Apr 10, 2013 00:53
Ночью Сара жалуется:
- Абраша, мне плохо.
- Спи, Сарочка, кому щас хорошо?
Она вздыхает опять:
- Абраша, мне плохо...
- Спи, Сарочка, спи.
Наутро Сара скончалась. Абрам плачет:
- Что ж ты, Сарочка, не сказала, что тебе хуже всех?!
Очень жизненная проблема. В самом деле нам чаще всего совершенно не понятно насколько другой человек страдает и хватит ли ему сил выдержать, нужно ли ему помогать. А может он манипулирует? А может своей помощью мы его только избалуем? Иногда мы приписываем другому свои представления о страдании, преувеличивая то, что он испытывает (например нам кажется, что слепой такОй бЕдный, тАк страдает, хотя мы не можем представить что такое родиться слепым, может он в норме, по его критериям) и плачем над ним, а иногда мы думаем, "тоже мне проблема, у меня было такое, и я не просил помощи" и отворачиваемся.
Свое страдание тоже нелегко точно определить и измерять, чтобы просить о помощи только когда в самом деле иначе никак. Сомнение берет, и гордость, статус, оказываются дороже, чем шанс поправить свое тяжелое положение и мы не просим о помощи. А иногда мы разнеживаемся и просим о помощи тогда, когда и сами справиться можем, но преувеличиваем свои страдания, чтобы сманипулировать ближним. А иногда страдание бъет рекорды и тогда пересматриваются границы частей внутреннего мира, запускается травма и человек действует необычно. У кого-то слетает крышка, у кого-то вышибает дно, или что-то еще. Кто-то может в такой ситуации разнести комнату вдребезги, разломать комп, кого-то инфаркт хватит, а кто-то сойдет с ума, полностью или чуть-чуть.
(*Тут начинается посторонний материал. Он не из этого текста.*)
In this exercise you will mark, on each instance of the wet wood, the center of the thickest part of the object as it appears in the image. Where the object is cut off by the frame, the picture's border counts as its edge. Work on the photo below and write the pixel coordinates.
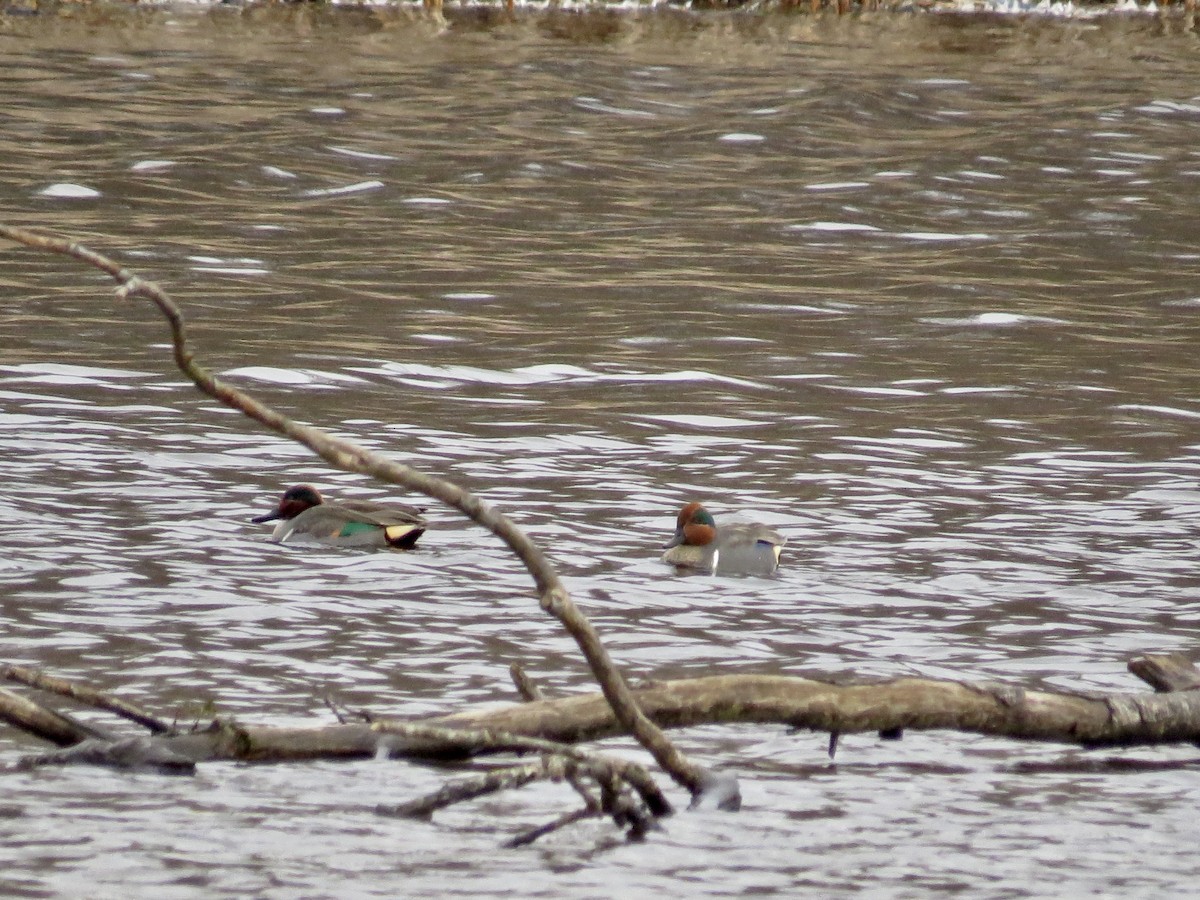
(1167, 673)
(552, 594)
(910, 703)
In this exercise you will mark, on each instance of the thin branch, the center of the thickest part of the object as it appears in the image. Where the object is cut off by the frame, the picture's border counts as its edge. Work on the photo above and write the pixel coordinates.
(526, 687)
(569, 819)
(85, 695)
(41, 721)
(498, 742)
(345, 455)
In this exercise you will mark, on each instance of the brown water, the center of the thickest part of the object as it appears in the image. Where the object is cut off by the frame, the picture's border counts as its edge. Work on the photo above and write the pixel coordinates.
(921, 292)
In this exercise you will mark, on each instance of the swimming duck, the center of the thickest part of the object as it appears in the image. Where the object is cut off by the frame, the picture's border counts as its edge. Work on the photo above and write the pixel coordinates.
(351, 523)
(741, 549)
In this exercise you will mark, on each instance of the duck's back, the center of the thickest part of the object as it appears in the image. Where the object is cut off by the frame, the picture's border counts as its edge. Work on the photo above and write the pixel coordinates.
(748, 550)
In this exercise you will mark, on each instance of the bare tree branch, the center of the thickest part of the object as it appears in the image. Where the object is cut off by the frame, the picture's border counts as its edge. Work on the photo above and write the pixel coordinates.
(85, 695)
(345, 455)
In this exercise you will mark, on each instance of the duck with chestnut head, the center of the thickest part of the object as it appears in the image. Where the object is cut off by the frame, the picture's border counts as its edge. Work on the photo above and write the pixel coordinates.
(735, 549)
(348, 523)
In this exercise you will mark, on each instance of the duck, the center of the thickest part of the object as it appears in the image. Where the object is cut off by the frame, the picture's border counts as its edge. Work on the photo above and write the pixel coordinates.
(349, 523)
(741, 549)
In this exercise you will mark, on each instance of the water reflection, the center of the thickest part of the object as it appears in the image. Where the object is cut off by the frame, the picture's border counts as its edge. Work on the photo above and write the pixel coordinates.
(931, 313)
А я всегда действовал по методу "закинем все ужасное в кладовку", посторонним ничего не видно, когда-нибудь разгребу. В итоге кладовка занимает 90% пространства внутреннего мира и отличается некоторой бездонностью. Все, что туда закинуто не используется, но постоянно отравляет мне жизнь, напоминая о себе то там то сям. С самого детства я не находил человека, к которому можно обратиться за помощью, не то чтобы в разгребании кладовки, это бывало, но в главный момент, в момент мучительного выкидывания какого-то ужаса в бездну. Но зато когда я сталкивался с целыми глыбами горя посреди комнаты, которые даже в двери кладовки не пролезли бы, я, бывало, молился Богу и это действовало поразительно, настолько явно, что с самого детства это входит в мою субъективную доказательную базу существования Бога. Мою веру пожалуй можно назвать верой Фомы неверующего после ощупывания ран, очень трудно мне теперь без очевидных подтверждений, таких естественных для детства.